Home > Tech > Content

Fundamentals of High-Performance Computing Hardware and Optimization

Tech Apr 23 18

Modern HPC Hardware and Algorithmic Concepts

Pipeline Hazards

Pipeline hazards constrain instruction-level parallelism.

Structural hazard: Occurs when multiple instructions compete for the same hardware unit (e.g., execution unit).
Data hazard: Arises when an instruction must wait for operands produced by earlier instructions.
Control hazard: Happens when the processor cannot determine the next instruction to fetch due to branches.

Branch Execution Cost

for (int idx = 0; idx < N; ++idx)
    arr[idx] = rand() % 100;
volatile int total;

for (int idx = 0; idx < N; ++idx)
    if (arr[idx] < 50)
        total += arr[idx];

Sample assembly:

    mov  rbx, -4000000
    jmp  loop_body
skip_inc:
    add  rbx, 4
    jz   done
loop_body:
    mov  eax, dword ptr [rbx + arr + 4000000]
    cmp  eax, 49
    jg   skip_inc
    add  dword ptr [rsp + 12], eax
    jmp  skip_inc

Cost contributors:

Control hazard every two cycles → ~19 CPU cycles per occurrence.
Memory load (mov eax, ...) → ~5 CPU cycles.
Store to volatile memory on taken branch → ~4 CPU cycles.

Varying the threshold:

for (int idx = 0; idx < N; ++idx)
    if (arr[idx] < limit)
        total += arr[idx];

At limit = 50, misprediction penalty is high (~14 cycles). At limit = 85–90, prediction errors cost less than execution time, producing a lower average cycle count.

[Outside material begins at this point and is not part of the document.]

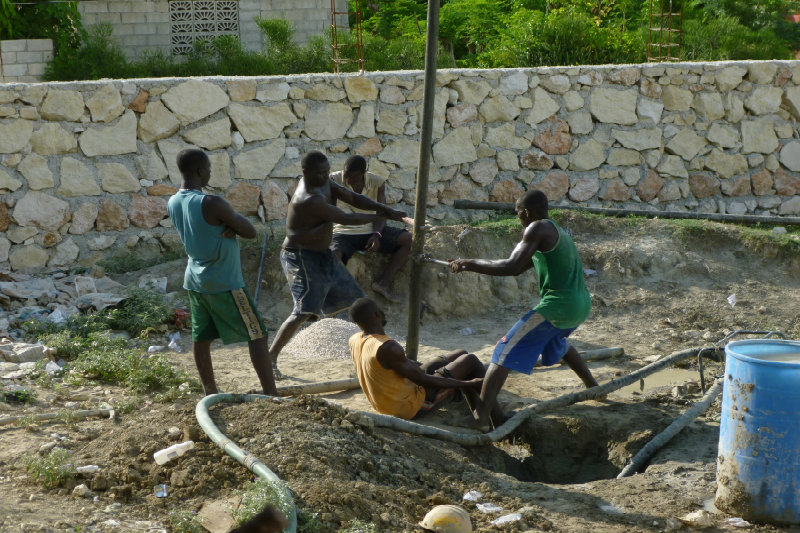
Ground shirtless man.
[269,150,406,379]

Sorting the array improves predictor accuracy:

std::sort(arr, arr + N);
for (int idx = 0; idx < N; ++idx)
    if (arr[idx] < 50)
        total += arr[idx];

Predictors recognize more complex patterns beyond alternating branches. For small N (e.g., 1000 unsorted), the predictor memorizes the sequence, achieving ~4 cycles per iteration — slightly better than sorted case due to fewer state transitoins.

Branch replacement via predicate (cmov):

for (int idx = 0; idx < N; ++idx)
    total += (arr[idx] < 50 ? arr[idx] : 0);

CPU Microarchitecture Details

Branch Prediction Unit (BPU)

In steady state, BPU steers instruction fetch. It holds a 12K-entry Branch Target Buffer (BTB) storing branch destinations and metadata. Each cycle it predicts direcsion and supplies the next fetch address.

Decoded Stream Buffer (DSB)

Also called μop cache. Stores pre-decoded macro-instructions to avoid repeated decode work. Parallel to L1 I-cache, checked upon each fetch address from BPU. Frequently used sequences hit here, supplying up to 8 μops/cycle from 4K entries.

Reorder Buffer (ROB)

Central to out-of-order execution with 512 entries. Functions:

Register renaming via Physical Register File (PRF) and Register Alias Table (RAT).
Resource allocation: assigns execution units and target registers, up to 6 μops/cycle.
Tracks speculative execution; retirement occurs in order, freeing ROB slots, up to 8 μops/cycle.

Scheduler / Reservation Station (RS)

Monitors operand readiness for μops and dispatches them when resources free. Fewer entries than ROB, dispatch rate up to 6 μops/cycle.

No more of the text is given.